I have this dataframe
df <- data.frame(scientific_name = c("Mandevilla grazielae",
"Aosa parvifolia",
"Mandevilla grazielae",
"Dyckia ebracteata"),
collection_number = c("254", "658","445", "568"))
And I'd like to combine the collection number of the plants in a column named "vouchers"
scientific_name vouchers
Mandevilla grazielae 254, 445
Aosa parvifolia 658
Dyckia ebracteata 568
So far this is what I was able to do:
x <- sqldf('SELECT * FROM df GROUP BY scientific_name ORDER BY scientific_name ASC')

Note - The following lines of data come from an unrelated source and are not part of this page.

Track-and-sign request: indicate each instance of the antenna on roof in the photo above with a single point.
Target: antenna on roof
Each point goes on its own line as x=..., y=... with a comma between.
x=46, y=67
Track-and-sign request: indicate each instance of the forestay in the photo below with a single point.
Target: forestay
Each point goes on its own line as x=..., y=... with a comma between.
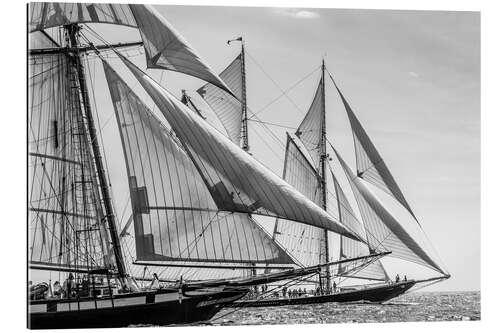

And then I started to learn more...
x <- sqldf('SELECT scientific_name, COUNT(collection_number)
FROM df GROUP BY scientific_name ORDER BY scientific_name ASC')
I'd like to know if there's something like the COUNT function above to concatenate the column "collection_number" in a "vouchers" column. I also tried CONCAT and it did't work.
I'd be very grateful!
CodePudding user response:
In base R
, use aggregate
with paste
aggregate(cbind(vouchers = collection_number) ~ scientific_name, df, toString)
-output
scientific_name vouchers
1 Aosa parvifolia 658
2 Dyckia ebracteata 568
3 Mandevilla grazielae 254, 445